君の守護霊にずっと話しかけられている
今でも何が起こったか理解できていない『私の人生の七不思議』の一つ。
あまりにも不可解な出来事で、上手く説明できない気がして誰にも話したことはなかったが、備忘録としてここに記してみたいと思う。
これは、私が中学一年生の時の話。
新しい環境にも慣れ、周りが見え始めた6月のある日のこと。
工藤さんという同じクラスの子に話しかけられた。
彼女の中にいる前世の彼
女はいつの時代も群れたがる生き物だが、そのクラスも例外ではなく、一番発言力のある第1グループ、対立する第2グループ、そのどちらでもない今でいう腐女子の集まりの第3グループの3つのグループに分かれていた。
喧嘩しているわけではないのに、グループが異なるとほとんど会話することがない。
つくづく女というのは面倒な生き物だ。
私は第1グループに、工藤さんは第3グループに所属していて、入学から2ヶ月が経っているというのに彼女と話すのは初めてで、名前もうろ覚えだった。
「守護霊って本当にいると思う?」
話しかけられたことも驚きなのに、脈絡もなく突然そんなことを言われ、どう答えるべきか悩んでいた。
すると、「実は君の守護霊が見えるんだ。
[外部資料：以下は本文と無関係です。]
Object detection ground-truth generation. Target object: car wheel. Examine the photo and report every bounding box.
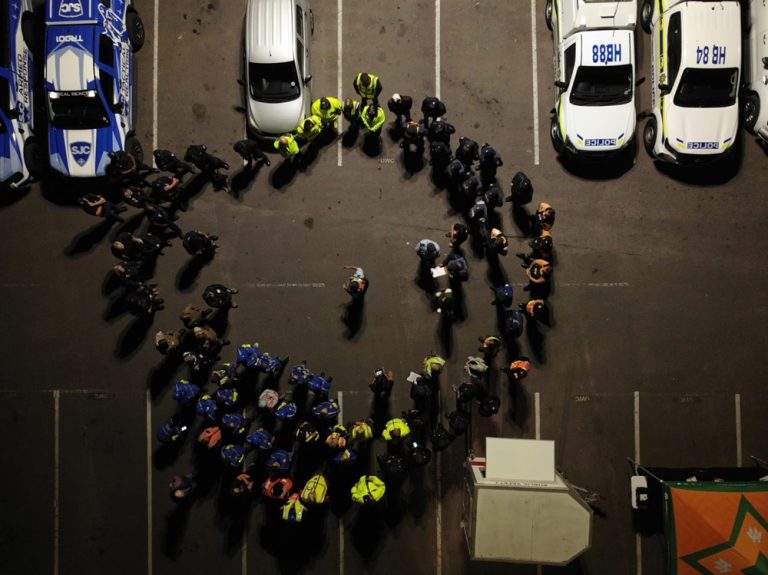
[549,116,563,154]
[741,92,760,133]
[643,116,657,158]
[640,0,653,34]
[125,10,146,52]
[125,136,144,164]
[544,0,552,30]
[24,138,46,179]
知りたい?」と言う工藤さん。
当時、マイバースデーというなんちゃってオカルト雑誌を愛読していた私は、「え?み・・・見えるの?」と半信半疑で会話に乗ってみることにした。
「実は君の守護霊にずっと話しかけられているんだ。危険が迫っている。僕が助けてあげる」
彼女の話によると、彼女の中にいる人は彼女の前世だという人物で、必要な時に表に出てくるらしい。
私の守護霊が彼女の中の彼にSOSを出していて、それで思い切って私に声をかけたということだった。
信じるとか信じない以前に、どう返答すべきか悩み、適当に濁してその場を離れた。
そして、当時一番仲良しだった鈴木さんに相談したところ、彼女も加えてもう一度詳しく話を聞くことになった。
鈴木さんも加えて再度同じ話を聞いた後、工藤さんから危険を避けるという魔除けのお守り(キラキラした石)を貰った。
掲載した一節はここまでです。